Sadly, the forest is now under threat. Chandubi has shrunk with the vegetation cover, and its wetland has rapidly declined, while the growth of aquatic vegetation could endanger vulnerable species of fish, amphibians, reptiles, birds, mammals, and plant species. The threats from climate change and anthropogenic activities caused by human activities took their toll.

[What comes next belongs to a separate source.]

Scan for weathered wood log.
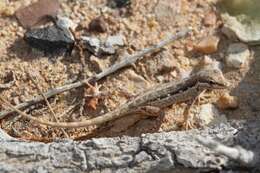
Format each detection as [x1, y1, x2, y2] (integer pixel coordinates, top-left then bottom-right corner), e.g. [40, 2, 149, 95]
[0, 121, 260, 172]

By the time it was the middle of the day, we went on a retreat at Ranikhamar waterfalls. We were miles and miles away from the maddening crowd of the day. All that hiking had given us an appetite, so we grabbed some boiled rice and fish.
The Kulsi River rolls down from the Garo Hills, but illegal sand mining poses a serious threat to the habitat of aquatic mammals like river dolphins, as the people dwelling on the banks of the river depend on the Kulsi for their livelihoods. The river runs into a small stream connecting the Chandubi Lake and finally flows through the mighty Brahmaputra at lower Assam.
The sun finally set, and we hurried back home on the route, which passes by the mountain shadows above the speed limit warning of the speedometer. The moonlight and the fresh air through the sunroof had freshened up after an exhausting cruise, but the rhythmic sound of oars and water along the shore of Chandubiare was indistinctly heard so far.